Masters Theses

Date of Award

12-2014

Degree Type

Thesis

Degree Name

Master of Science

Major

Geology

Major Professor

Micah J. Jessup

Committee Members

Robert D. Hatcher, Theodore C. Labotka

Abstract

The metasedimentary rocks of the Haimanta Group in the upper Sutlej Valley, NW India, record an extensive history of Himalayan deformation and metamorphism. Situated beneath the low-grade metasediments of the Tethyan Sedimentary sequence in the hanging wall of the South Tibetan detachment system (STDS), these poly-deformed rocks record Eocene–Oligocene burial metamorphism, crustal thickening and shortening, decompression and mid-crustal melting in the early Miocene, and exhumation along extensional shear zones related to the orogen-parallel exhumation of the Leo Pargil dome (LPD). Low-pressure assemblages (cordierite + sillimanite + quartz) overgrow Barrovian porphyroblasts in Haimanta Group rocks in the NE portion of Sutlej Valley. Detailed petrography on samples collected near the dome indicates a gradient in the intensity of the low-pressure overprint in the Haimanta Group that increases with proximity to the LPD, suggesting that exhumation of this portion of the Haimanta Group was coupled with exhumation of the dome. Quantitative thermobarometry and pressure-temperature-time-deformation (P-T-t-D)­­ path modeling suggests that Haimanta Group schists proximal to the LPD record near-isothermal decompression from peak conditions similar to published thermobarometric estimates for the LPD. Combined with previously reported age limits for peak burial, these results indicate that this portion of the Haimanta Group was initially exhumed from mid-crustal depths at a rate similar to the rocks to the SW that do not show a low-pressure overprint on Barrovian assemblages, although their respective retrograde P-T paths show markedly different trajectories. The results indicate that the transition from moderately sloped to steep retrograde P-T­ paths within the Haimanta Group is gradational and does not coincide with a tectonic boundary, and orogen-parallel extension along the Leo Pargil shear zone likely contributed to the differences in the P-T histories of these rocks.
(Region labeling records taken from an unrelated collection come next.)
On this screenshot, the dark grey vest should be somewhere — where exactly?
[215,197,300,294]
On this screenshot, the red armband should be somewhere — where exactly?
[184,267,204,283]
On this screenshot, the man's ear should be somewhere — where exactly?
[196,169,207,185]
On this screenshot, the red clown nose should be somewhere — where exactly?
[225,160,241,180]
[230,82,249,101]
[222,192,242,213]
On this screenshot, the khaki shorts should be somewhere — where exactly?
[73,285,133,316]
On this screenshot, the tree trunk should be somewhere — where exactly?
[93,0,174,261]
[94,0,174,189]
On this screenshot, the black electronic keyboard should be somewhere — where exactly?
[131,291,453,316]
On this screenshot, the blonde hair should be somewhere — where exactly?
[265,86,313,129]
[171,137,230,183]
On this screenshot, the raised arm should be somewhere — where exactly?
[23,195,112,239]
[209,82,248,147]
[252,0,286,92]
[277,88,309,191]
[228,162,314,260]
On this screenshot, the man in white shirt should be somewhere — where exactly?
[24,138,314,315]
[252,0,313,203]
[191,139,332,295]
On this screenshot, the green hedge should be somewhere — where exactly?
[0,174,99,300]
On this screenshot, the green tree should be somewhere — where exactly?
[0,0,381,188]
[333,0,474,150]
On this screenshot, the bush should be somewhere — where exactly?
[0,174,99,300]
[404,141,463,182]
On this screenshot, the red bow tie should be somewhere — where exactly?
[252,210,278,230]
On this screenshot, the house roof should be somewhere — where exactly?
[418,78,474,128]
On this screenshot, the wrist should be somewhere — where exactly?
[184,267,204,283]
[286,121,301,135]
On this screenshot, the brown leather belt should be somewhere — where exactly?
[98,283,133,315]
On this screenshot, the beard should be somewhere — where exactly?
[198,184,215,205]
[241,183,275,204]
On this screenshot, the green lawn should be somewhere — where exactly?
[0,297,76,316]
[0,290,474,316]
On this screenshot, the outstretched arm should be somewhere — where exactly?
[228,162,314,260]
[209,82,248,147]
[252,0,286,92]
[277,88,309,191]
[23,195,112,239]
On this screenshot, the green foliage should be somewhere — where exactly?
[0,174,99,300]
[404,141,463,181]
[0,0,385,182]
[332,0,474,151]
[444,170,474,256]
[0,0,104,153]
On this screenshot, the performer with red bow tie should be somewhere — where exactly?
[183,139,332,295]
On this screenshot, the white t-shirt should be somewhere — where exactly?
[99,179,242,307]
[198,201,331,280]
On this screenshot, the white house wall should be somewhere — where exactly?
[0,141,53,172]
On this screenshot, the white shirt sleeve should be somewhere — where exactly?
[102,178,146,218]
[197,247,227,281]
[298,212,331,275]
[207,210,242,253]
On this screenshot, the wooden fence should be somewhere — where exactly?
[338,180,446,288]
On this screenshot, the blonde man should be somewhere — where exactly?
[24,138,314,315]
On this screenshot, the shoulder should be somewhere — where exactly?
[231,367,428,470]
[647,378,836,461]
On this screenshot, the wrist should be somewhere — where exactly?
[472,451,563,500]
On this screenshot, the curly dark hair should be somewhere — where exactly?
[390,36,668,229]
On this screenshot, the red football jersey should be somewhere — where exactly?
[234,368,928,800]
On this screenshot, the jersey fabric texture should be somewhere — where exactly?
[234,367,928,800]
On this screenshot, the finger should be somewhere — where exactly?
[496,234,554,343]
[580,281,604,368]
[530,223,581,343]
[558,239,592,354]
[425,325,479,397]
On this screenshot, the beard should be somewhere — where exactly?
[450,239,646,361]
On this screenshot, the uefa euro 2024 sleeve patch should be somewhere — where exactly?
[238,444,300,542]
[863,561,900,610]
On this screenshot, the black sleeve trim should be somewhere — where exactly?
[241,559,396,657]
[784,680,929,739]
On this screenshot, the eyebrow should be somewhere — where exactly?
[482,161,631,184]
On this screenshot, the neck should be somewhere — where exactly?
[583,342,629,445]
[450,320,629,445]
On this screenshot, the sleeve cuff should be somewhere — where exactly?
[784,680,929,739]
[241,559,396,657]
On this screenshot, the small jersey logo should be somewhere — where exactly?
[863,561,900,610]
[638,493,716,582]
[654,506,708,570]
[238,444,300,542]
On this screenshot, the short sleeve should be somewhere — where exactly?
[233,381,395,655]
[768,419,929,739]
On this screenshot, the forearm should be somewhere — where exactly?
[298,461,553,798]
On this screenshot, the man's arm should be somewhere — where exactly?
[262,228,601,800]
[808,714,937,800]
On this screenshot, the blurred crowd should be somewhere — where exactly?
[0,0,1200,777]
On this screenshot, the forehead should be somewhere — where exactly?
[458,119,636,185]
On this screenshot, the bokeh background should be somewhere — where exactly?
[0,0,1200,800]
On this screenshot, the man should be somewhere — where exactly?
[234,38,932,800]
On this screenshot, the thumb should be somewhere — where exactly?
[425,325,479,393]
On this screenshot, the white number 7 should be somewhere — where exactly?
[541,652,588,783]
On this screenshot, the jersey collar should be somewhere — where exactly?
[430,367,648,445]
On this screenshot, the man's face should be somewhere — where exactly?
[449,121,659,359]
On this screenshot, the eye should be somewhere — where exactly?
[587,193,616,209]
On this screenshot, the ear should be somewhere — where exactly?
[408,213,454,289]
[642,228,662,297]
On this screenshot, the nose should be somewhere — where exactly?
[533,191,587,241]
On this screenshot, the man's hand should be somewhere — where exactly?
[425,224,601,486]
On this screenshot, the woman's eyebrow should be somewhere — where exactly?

I present new U-Th-Pb geochronologic results of monazite that place maximum age limits on the development of the crenulation cleavage (S2) at ~31 Ma and the development of low-pressure overgrowths on Barrovian porphyroblasts at ~27 Ma. The ­P-T-t-D analyses of the Haimanta Group schists may yield implications for orogen-parallel dome exhumation and the evolution of the hanging wall rocks of the STDS in this portion of the Himalaya.